Questa è la realtà, questi sono i fatti. Li abbiamo scavati, li abbiamo documentati, abbiamo sfidato tutti i luoghi comuni possibili e immaginabili, siamo andati controcorrente e nessuno ci ha potuto smentire. Siamo comunque arrabbiatissimi perché dopo che abbiamo fatto saltare gli altarini, con i numeri non con le chiacchiere, e abbiamo spianato la strada perché l’operazione verità avviata da noi si completi nella sede più autorevole che è quella parlamentare, chi è che dice di volere andare in piazza? Nessuno. Il Governatore della Lombardia, Attilio Fontana, che non risponde della cassa “rubata”, parla di “offesa” da sanare, parla di “schiaffo violento” al nostro popolo. Per non parlare di Zaia ancora più minaccioso.

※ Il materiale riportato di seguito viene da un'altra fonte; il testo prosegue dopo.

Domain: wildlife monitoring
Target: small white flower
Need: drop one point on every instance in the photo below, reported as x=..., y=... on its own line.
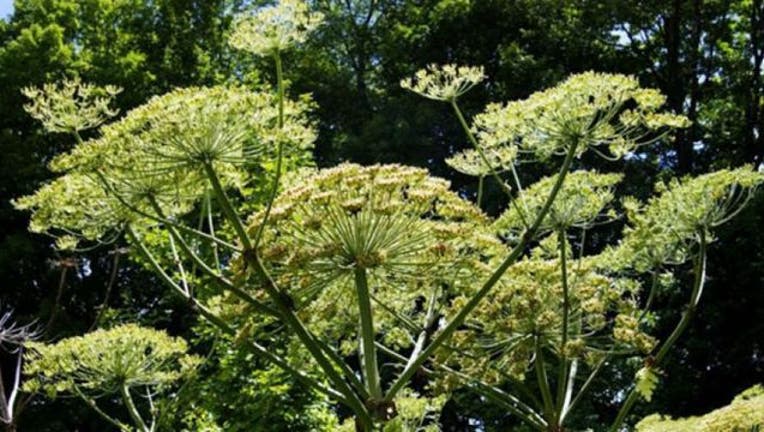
x=444, y=83
x=71, y=106
x=272, y=29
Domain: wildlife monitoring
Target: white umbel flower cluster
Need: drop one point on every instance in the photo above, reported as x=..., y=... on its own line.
x=272, y=29
x=444, y=83
x=71, y=105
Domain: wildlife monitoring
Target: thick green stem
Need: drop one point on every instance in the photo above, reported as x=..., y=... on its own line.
x=472, y=303
x=543, y=382
x=282, y=306
x=480, y=191
x=367, y=349
x=133, y=410
x=218, y=278
x=485, y=160
x=697, y=291
x=253, y=347
x=506, y=400
x=227, y=208
x=562, y=380
x=92, y=404
x=280, y=155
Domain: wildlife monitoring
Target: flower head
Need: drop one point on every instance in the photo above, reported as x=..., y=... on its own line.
x=580, y=203
x=71, y=106
x=606, y=113
x=408, y=231
x=105, y=360
x=444, y=83
x=272, y=29
x=471, y=162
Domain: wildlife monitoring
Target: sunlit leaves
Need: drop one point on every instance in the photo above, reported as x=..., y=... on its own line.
x=745, y=413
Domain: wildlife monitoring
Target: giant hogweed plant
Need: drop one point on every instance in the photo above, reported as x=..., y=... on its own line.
x=381, y=274
x=127, y=361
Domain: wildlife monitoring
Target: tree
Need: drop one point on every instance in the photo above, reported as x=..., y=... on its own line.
x=352, y=231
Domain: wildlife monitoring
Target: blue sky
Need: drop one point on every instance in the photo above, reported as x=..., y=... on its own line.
x=6, y=7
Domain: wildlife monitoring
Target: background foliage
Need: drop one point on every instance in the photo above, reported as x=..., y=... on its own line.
x=706, y=55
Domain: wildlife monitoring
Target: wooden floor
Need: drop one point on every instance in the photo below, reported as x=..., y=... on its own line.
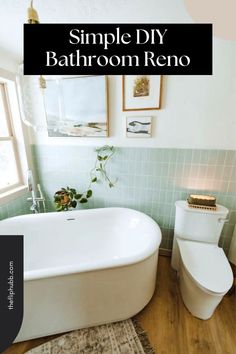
x=169, y=325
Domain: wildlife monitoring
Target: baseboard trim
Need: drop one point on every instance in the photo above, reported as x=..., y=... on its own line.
x=164, y=252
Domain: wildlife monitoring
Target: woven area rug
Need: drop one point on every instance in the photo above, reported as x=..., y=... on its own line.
x=125, y=337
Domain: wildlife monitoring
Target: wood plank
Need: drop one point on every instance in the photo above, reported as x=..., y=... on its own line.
x=169, y=325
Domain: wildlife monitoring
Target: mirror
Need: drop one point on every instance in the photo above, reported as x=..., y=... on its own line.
x=76, y=106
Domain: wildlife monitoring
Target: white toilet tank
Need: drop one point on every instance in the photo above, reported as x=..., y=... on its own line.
x=199, y=224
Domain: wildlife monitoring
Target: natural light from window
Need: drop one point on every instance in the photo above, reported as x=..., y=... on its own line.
x=10, y=173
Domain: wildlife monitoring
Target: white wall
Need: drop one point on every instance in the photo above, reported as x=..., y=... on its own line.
x=197, y=111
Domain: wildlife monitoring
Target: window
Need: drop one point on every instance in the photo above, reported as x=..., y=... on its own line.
x=11, y=179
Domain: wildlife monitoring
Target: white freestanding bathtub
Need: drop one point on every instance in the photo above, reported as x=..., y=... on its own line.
x=84, y=268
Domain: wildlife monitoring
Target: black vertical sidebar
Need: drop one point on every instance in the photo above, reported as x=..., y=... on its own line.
x=11, y=289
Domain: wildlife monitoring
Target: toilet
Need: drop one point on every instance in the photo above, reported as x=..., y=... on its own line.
x=204, y=272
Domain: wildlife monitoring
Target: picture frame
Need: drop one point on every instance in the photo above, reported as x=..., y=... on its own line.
x=141, y=92
x=138, y=126
x=77, y=106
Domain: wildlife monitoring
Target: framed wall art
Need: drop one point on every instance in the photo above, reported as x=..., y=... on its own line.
x=141, y=92
x=138, y=127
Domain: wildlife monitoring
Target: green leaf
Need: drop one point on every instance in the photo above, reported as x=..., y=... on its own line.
x=89, y=193
x=57, y=198
x=78, y=196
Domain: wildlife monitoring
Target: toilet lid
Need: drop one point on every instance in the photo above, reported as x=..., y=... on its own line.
x=207, y=264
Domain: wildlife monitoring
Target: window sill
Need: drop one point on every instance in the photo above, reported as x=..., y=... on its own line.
x=12, y=194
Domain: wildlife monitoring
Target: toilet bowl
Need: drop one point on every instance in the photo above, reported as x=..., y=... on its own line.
x=205, y=276
x=204, y=272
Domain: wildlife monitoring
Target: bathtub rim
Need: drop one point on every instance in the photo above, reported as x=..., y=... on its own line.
x=42, y=273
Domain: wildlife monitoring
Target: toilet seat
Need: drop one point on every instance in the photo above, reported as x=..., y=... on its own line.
x=207, y=265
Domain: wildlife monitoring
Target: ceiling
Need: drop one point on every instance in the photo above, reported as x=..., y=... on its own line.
x=13, y=13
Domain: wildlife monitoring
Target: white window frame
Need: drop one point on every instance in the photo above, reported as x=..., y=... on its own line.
x=16, y=135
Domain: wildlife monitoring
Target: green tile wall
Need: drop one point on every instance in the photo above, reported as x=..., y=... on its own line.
x=149, y=180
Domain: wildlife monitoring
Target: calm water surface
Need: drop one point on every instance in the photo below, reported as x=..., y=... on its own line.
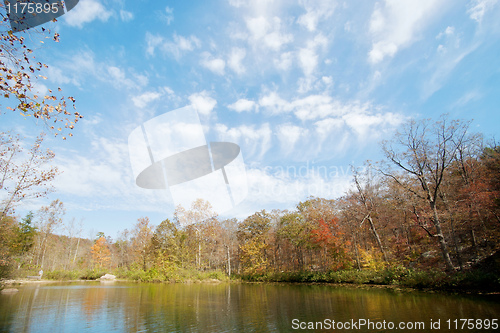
x=128, y=307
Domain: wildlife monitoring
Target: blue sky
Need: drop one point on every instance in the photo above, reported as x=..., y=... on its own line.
x=306, y=88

Dove è il Sud? Qual è il Governatore che parla per suo conto e che è pronto a sventolare la bandiera della verità? Nessuno, tutti zitti. Ce ne è uno solo che non parla, ma fa, e fa male.

Si chiama Vincenzo De Luca, Governatore della Campania, annuncia un bando di gara per diecimila assunzioni negli enti locali della Campania, perché lui non vuole dare ai campani il reddito di cittadinanza dei cinque stelle ma un posto di lavoro nei Comuni. No, questa è proprio la strada migliore per passare dalla ragione assoluta, totale, indiscutibile e certa, al torto mediatico sommersi dalla solita accusa di volere spesa pubblica per fare assistenzialismo e clientelismo elettorale.